The election of Donald Trump, especially in his second term, threw Bob into a renewed frenzy of protest.  When most of his colleagues had retired to Florida and were spending time with their grandchildren, Bob was still at the barricades when Trump and Israel took it upon themselves to bomb Gaza to smithereens, denying the Palestinian people their right of return; or when Trump and Israel invaded Iran, killing thousands in a so-called war for freedom and justice; or when the US marines and Special Forces invaded Venezuela and kidnapped its president. 

Once again and true to his progressive roots, Bob discounted the innate, inherent, ineluctable violent human acquisitiveness ever since Neanderthalic tribes bashed each other with rocks and jawbones and rather than promote mitigation - or even the policies of countervailing force that at least gave the world a tentative peace during the Cold War - he shouted 'Stop this war...Stop the killing...Stop the murder...'. 

Of course the world was on tenterhooks because never before - even in the Soviet period - had there been two such balanced, equal, and determined adversaries, America and China.  As long as parity remained and as long there was mutual economic benefit to peace, the missiles would remain in their silos, but eventually they would be fired. 

The American defense budget - or rather, as Bob liked to put it, the offense budget given America's first-strike ambitions - was staggering, eating up trillions in revenue that could be used to house the homeless, help the poor, and stop global warming.  China and Russia were no different, and what was the point of a huge armory if you don't use the weapons therein housed?

'Please, Bob, relax', said his wife Corinne herself a committed liberal but with some give in her, an occasional piece of foie gras, a glass of Moet & Chandon, or smelling the roses.  Her pleas went nowhere.  Bob would die in his traces, topple over at a protest, or pass away during one of his famous incendiary calls to action.  There was no way to stop him.
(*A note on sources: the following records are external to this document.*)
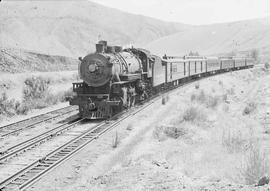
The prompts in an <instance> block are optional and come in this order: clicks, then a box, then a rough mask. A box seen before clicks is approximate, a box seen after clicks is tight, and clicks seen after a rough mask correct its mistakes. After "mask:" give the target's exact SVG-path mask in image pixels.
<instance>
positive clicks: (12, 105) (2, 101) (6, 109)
mask: <svg viewBox="0 0 270 191" xmlns="http://www.w3.org/2000/svg"><path fill="white" fill-rule="evenodd" d="M19 108H20V103H19V102H18V101H15V100H14V99H8V97H7V94H6V93H2V94H1V95H0V115H5V116H13V115H15V114H17V113H19V111H20V110H19Z"/></svg>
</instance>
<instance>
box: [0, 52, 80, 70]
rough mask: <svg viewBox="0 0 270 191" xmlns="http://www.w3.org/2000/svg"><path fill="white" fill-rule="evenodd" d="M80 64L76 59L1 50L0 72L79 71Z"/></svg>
mask: <svg viewBox="0 0 270 191" xmlns="http://www.w3.org/2000/svg"><path fill="white" fill-rule="evenodd" d="M78 63H79V62H78V60H76V59H74V58H69V57H65V56H53V55H46V54H39V53H34V52H29V51H25V50H22V49H20V50H19V49H11V48H9V49H8V48H1V51H0V71H1V72H3V73H22V72H53V71H54V72H55V71H66V70H77V68H78Z"/></svg>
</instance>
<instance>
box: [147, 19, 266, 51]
mask: <svg viewBox="0 0 270 191" xmlns="http://www.w3.org/2000/svg"><path fill="white" fill-rule="evenodd" d="M269 38H270V17H269V18H264V19H254V20H247V21H241V22H233V23H223V24H214V25H206V26H194V27H191V28H187V29H185V30H183V31H181V32H179V33H177V34H172V35H170V36H167V37H163V38H161V39H158V40H156V41H154V42H152V43H150V44H149V45H148V46H147V48H148V49H150V50H152V51H153V52H155V53H158V54H164V52H166V53H168V54H174V55H184V54H187V53H189V52H190V51H198V52H199V53H200V54H202V55H207V54H208V55H209V54H210V55H211V54H217V53H225V52H232V51H234V52H237V51H250V50H252V49H258V50H259V51H260V53H261V54H262V55H263V56H267V54H268V55H269V53H270V42H269V40H268V39H269Z"/></svg>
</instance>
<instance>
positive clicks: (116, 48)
mask: <svg viewBox="0 0 270 191" xmlns="http://www.w3.org/2000/svg"><path fill="white" fill-rule="evenodd" d="M114 50H115V52H121V51H122V47H121V46H114Z"/></svg>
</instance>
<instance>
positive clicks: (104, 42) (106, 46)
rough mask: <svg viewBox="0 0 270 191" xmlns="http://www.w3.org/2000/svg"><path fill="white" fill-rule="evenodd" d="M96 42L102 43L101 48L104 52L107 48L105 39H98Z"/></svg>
mask: <svg viewBox="0 0 270 191" xmlns="http://www.w3.org/2000/svg"><path fill="white" fill-rule="evenodd" d="M98 44H102V45H103V49H104V51H105V52H106V50H107V41H105V40H100V41H98Z"/></svg>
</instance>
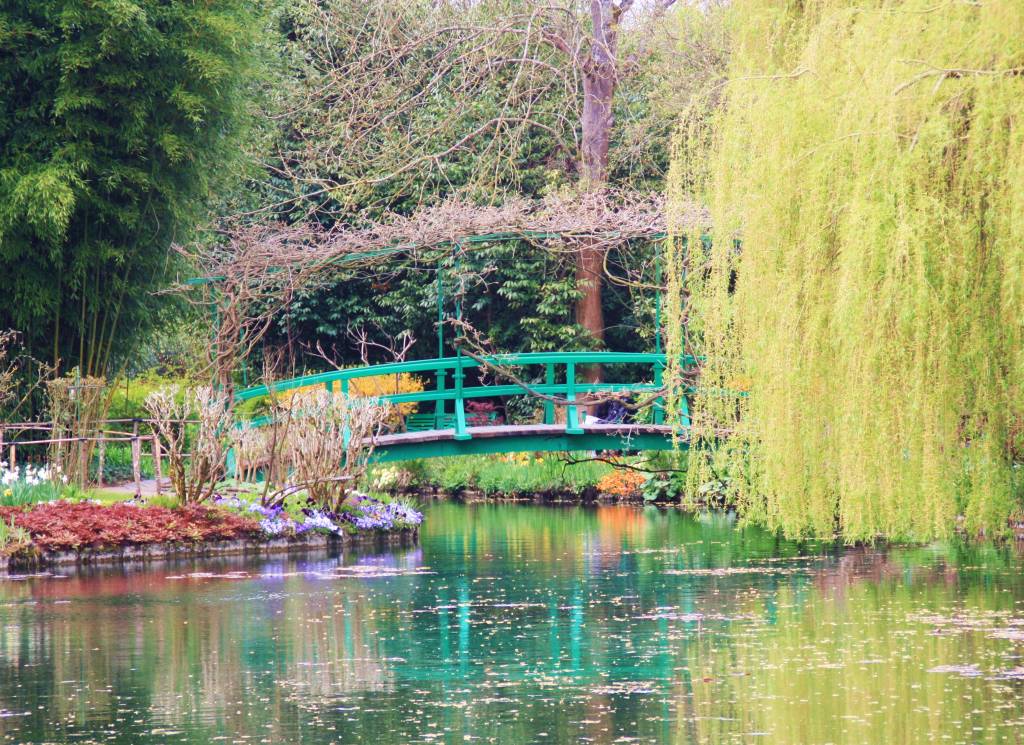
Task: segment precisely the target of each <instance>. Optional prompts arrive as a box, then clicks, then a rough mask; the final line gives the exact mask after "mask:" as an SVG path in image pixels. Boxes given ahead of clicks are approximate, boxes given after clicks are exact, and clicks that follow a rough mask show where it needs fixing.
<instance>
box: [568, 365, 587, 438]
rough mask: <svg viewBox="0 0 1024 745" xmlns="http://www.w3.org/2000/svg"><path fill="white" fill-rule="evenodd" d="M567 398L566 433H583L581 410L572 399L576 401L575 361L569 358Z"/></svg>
mask: <svg viewBox="0 0 1024 745" xmlns="http://www.w3.org/2000/svg"><path fill="white" fill-rule="evenodd" d="M565 399H566V400H567V401H569V405H568V406H566V410H565V434H566V435H582V434H583V427H581V426H580V410H579V408H578V407H577V406H575V404H574V403H572V401H575V362H573V361H572V360H569V361H568V362H566V363H565Z"/></svg>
As former National Rifle Association President Charlton Heston famously said when asked if he would give up his right to bear arms, 'I'll give you my gun when you pry it from my cold, dead hands'.

Bob was as defiant.  From Corinne's point of view Bob was not showing his best - his inner compassion for the world's victims of violence.  He was becoming a sour, nasty old man who wouldn't shut up. 'There, I've said it', said Corinne to no one in particular.  It was a marital betrayal, but God help her, it was true.  Her beloved, admired husband was going off the rails. 

There are two givens in life - one, idealists never give up, and two, there will always be wars.  Of course most of us live within the bookends, reasonably happy, taking what comes and tending to the burgers on the grill, nothing wrong in that, stoicism has never gone entirely out of favor.